The energy market is constantly keeping us on our toes. Make sure to lock in your deals today before these rates disappear. Here is early July’s energy market update:

Reasons to Buy:

  • Weather normalized demand continues to grow.
    • Both takeaway capacity from the Northeast and LNG export capacity are increasing.
  • Now that we’re in the warmer months, cooling demand will have an increasingly stronger influence.

Reasons to Wait:

  • Current forecasts for average summer temps may keep 5 year surplus intact heading into winter.
    • Bigger gas markets towards Southeast and Middle Atlantic had cooler than normal temperatures last week.
  • With natural gas production growth projected and significantly higher rig counts versus last year, the market could fall if incremental demand doesn’t keep up.
    • 189 gas rigs (+5 this week) vs. 88 gas rigs last year.

Gas Market Highlights:

  • This week was the 13th storage report and 13th injection of the 2017 Injection Season. Injection (72 BCF) was above analysts’ expectations (54-68). Storage is now 285 BCF below last year’s level and 187 BCF above the 5 year average.
    • Year over year deficit has decreased 10.6% since last week.
    • Surplus over 5 year average has increased 3.3% since last week.
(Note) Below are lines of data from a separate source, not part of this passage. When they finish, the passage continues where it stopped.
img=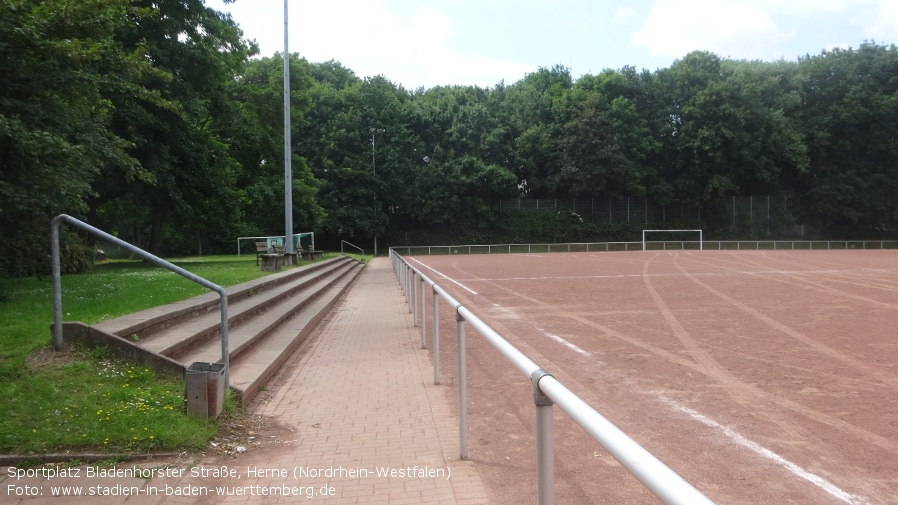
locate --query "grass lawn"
[0,255,312,455]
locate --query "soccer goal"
[642,230,703,251]
[237,231,316,256]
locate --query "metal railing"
[340,240,365,263]
[391,240,898,256]
[390,249,713,505]
[50,214,231,389]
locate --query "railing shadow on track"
[390,249,714,505]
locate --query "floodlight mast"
[368,127,386,256]
[284,0,295,254]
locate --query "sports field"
[407,250,898,504]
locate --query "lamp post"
[368,127,386,256]
[284,0,296,254]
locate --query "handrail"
[340,240,365,263]
[390,248,714,505]
[50,214,231,388]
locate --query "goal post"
[642,230,704,251]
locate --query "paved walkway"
[0,258,488,505]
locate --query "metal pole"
[50,214,231,389]
[368,126,386,256]
[431,287,440,384]
[530,368,555,505]
[284,0,295,254]
[455,305,468,459]
[408,270,418,318]
[418,275,427,349]
[50,219,62,351]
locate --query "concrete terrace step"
[127,260,352,359]
[226,264,363,405]
[169,263,358,365]
[79,256,364,404]
[93,257,353,339]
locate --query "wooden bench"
[296,247,324,261]
[261,253,284,272]
[256,242,268,266]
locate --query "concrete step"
[96,258,352,357]
[93,256,353,342]
[168,262,358,366]
[226,263,363,405]
[79,256,364,404]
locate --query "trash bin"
[184,361,225,419]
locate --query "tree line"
[0,0,898,275]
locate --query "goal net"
[642,230,703,251]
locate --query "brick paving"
[0,258,488,505]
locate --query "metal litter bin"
[184,361,225,419]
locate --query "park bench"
[256,242,268,266]
[296,246,324,261]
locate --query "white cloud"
[207,0,535,89]
[864,0,898,44]
[614,7,639,24]
[631,0,794,59]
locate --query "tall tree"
[96,0,255,254]
[0,0,145,275]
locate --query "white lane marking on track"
[537,328,591,357]
[409,258,477,295]
[659,395,867,505]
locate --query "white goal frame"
[642,230,704,251]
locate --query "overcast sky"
[206,0,898,89]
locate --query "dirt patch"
[25,344,86,372]
[202,413,296,457]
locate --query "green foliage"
[0,256,270,454]
[0,0,898,276]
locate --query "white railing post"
[432,284,440,384]
[418,274,427,349]
[455,305,468,459]
[530,368,555,505]
[408,270,418,320]
[388,252,721,505]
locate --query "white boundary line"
[408,258,477,295]
[537,328,592,358]
[659,395,867,505]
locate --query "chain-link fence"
[500,196,808,237]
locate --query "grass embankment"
[0,255,304,455]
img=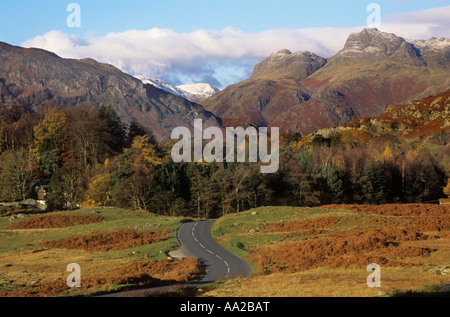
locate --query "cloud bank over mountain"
[22,6,450,88]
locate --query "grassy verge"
[0,208,194,295]
[205,206,450,297]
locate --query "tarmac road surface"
[178,220,253,284]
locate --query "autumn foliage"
[248,204,450,274]
[42,229,169,252]
[0,258,201,297]
[9,215,103,229]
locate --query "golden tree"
[444,178,450,198]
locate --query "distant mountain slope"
[317,90,450,140]
[0,42,221,140]
[136,77,219,102]
[202,29,450,134]
[202,49,326,126]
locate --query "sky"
[0,0,450,89]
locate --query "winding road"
[100,220,253,297]
[178,220,253,284]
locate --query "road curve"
[178,220,253,284]
[99,220,253,297]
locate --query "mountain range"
[0,42,222,140]
[136,76,219,102]
[202,29,450,134]
[0,29,450,140]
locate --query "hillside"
[317,91,450,140]
[0,43,221,140]
[202,29,450,134]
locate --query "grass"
[0,208,190,292]
[204,207,450,297]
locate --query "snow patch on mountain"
[136,76,219,102]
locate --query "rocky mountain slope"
[202,29,450,134]
[0,42,221,140]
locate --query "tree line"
[0,103,450,218]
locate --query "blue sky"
[0,0,450,45]
[0,0,450,86]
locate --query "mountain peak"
[272,48,292,55]
[252,49,327,80]
[332,28,423,66]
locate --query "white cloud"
[22,6,450,88]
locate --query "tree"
[31,109,67,175]
[0,148,37,201]
[48,163,85,209]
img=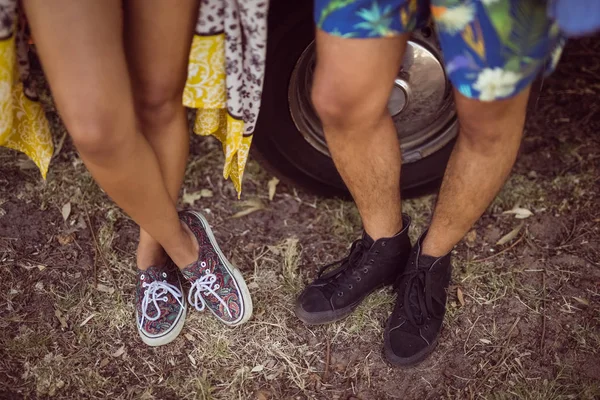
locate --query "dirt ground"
[0,39,600,400]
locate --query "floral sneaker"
[135,261,186,346]
[179,211,252,326]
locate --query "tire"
[252,0,457,197]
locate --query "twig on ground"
[321,338,331,382]
[472,233,525,263]
[463,315,481,356]
[83,206,117,288]
[540,271,546,353]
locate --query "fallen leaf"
[56,233,75,246]
[181,189,202,206]
[250,365,265,372]
[255,389,272,400]
[502,206,533,219]
[79,314,96,327]
[573,297,590,306]
[456,288,465,307]
[231,199,265,218]
[96,283,115,294]
[465,229,477,243]
[61,202,71,222]
[496,222,524,246]
[54,309,69,329]
[188,354,196,367]
[269,178,279,201]
[181,189,213,206]
[17,158,37,171]
[111,345,125,358]
[200,189,213,197]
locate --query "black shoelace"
[317,239,370,295]
[400,264,443,328]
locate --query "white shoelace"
[188,273,233,318]
[140,281,184,325]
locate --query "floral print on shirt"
[314,0,566,101]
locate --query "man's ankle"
[421,232,454,258]
[364,218,404,241]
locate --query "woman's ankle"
[169,222,199,269]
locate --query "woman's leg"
[125,0,199,269]
[23,0,198,267]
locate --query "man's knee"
[311,79,387,134]
[455,93,528,154]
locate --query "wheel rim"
[288,28,457,163]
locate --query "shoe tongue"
[138,265,162,280]
[363,231,375,248]
[417,254,438,269]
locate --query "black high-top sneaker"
[384,233,452,366]
[295,215,411,325]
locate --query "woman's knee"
[62,106,135,158]
[135,78,184,127]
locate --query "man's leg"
[125,0,198,269]
[295,31,418,324]
[312,31,408,239]
[384,87,529,366]
[423,87,530,257]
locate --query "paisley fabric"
[314,0,566,101]
[180,212,244,323]
[183,0,269,193]
[0,0,269,194]
[135,262,185,337]
[0,0,53,178]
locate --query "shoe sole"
[135,307,187,347]
[383,320,438,367]
[294,283,392,325]
[187,211,253,327]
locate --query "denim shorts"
[315,0,566,101]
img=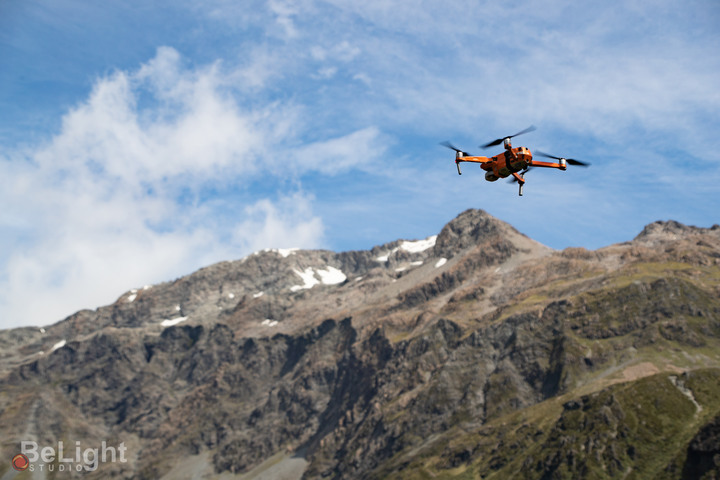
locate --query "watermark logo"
[12,441,127,472]
[12,453,30,472]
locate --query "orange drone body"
[441,127,590,195]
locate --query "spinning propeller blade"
[535,150,590,167]
[480,125,536,148]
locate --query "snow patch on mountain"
[290,266,347,292]
[160,317,188,327]
[400,235,437,253]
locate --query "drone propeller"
[440,141,470,157]
[535,150,590,167]
[480,125,535,148]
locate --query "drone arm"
[528,160,567,170]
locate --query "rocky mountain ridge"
[0,210,720,479]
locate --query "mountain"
[0,210,720,480]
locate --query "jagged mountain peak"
[634,220,720,243]
[0,209,720,480]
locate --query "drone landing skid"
[513,172,525,197]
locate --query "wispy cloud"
[0,0,720,326]
[0,47,383,326]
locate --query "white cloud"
[0,48,338,327]
[234,193,324,251]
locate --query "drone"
[440,126,590,196]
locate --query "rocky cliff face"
[0,210,720,479]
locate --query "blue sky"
[0,0,720,327]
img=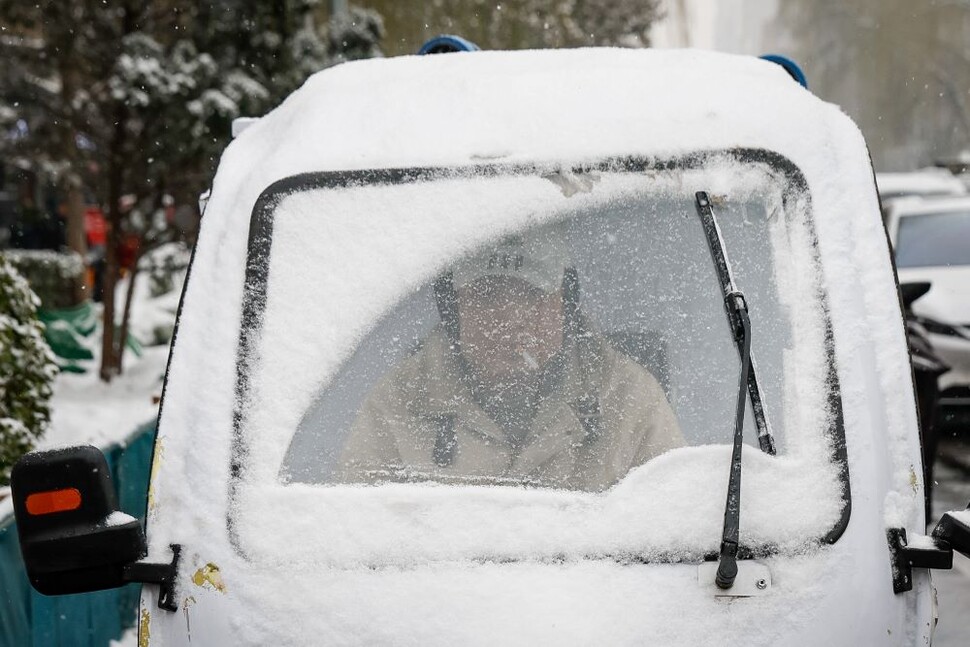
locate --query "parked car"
[899,282,950,519]
[876,167,967,224]
[7,44,970,645]
[886,197,970,434]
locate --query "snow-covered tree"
[0,0,383,380]
[773,0,970,170]
[367,0,661,52]
[0,255,57,485]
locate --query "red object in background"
[118,234,140,270]
[84,207,108,247]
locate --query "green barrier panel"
[0,422,155,647]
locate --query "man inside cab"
[336,230,683,491]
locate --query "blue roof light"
[418,34,481,54]
[759,54,808,90]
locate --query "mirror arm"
[122,544,182,611]
[886,528,953,593]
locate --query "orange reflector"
[27,488,81,516]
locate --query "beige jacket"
[334,329,683,491]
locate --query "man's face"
[458,276,563,382]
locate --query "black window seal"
[226,148,852,562]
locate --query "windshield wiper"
[694,191,775,456]
[694,191,775,589]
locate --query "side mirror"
[10,445,148,595]
[933,505,970,557]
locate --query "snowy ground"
[40,346,168,448]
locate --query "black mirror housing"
[10,445,148,595]
[933,506,970,557]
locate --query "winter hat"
[452,228,569,294]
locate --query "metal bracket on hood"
[697,559,771,598]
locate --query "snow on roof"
[219,49,837,187]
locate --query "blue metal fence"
[0,422,155,647]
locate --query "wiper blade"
[694,191,775,456]
[694,191,775,589]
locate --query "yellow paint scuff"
[148,437,165,516]
[192,562,226,593]
[138,609,152,647]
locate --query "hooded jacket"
[336,327,683,491]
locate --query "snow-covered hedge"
[0,255,57,485]
[3,249,84,310]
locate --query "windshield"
[896,211,970,267]
[233,157,841,559]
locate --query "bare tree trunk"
[100,114,126,382]
[115,254,141,375]
[67,178,91,303]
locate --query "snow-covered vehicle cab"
[9,50,970,645]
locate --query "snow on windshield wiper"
[694,191,775,589]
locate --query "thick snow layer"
[149,50,922,644]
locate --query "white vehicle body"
[886,197,970,406]
[134,50,934,646]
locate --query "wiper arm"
[694,191,775,456]
[694,191,775,589]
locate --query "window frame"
[226,148,852,559]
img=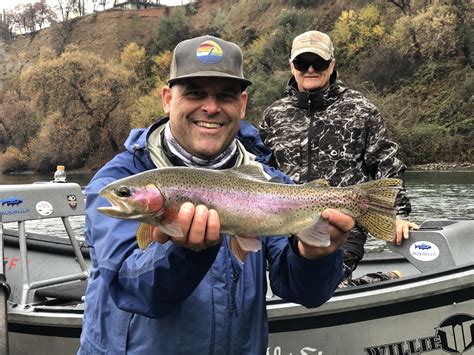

  • August 2017 NYMEX trading at 2.854 after opening at $2.899.

Weather Highlights:

  • Next 7 days:
    • 1-2 below normal for the East, 1-6 above normal in the West.
  • Week following:
    • 1-6 above normal in the Central US, normal temperatures in the Southeast.

Note:  Although natural gas does not necessarily indicate where electricity pricing is at, it is good as a general barometer for electricity markets as a whole.  When gas gets expensive, so does electricity generated from natural gas.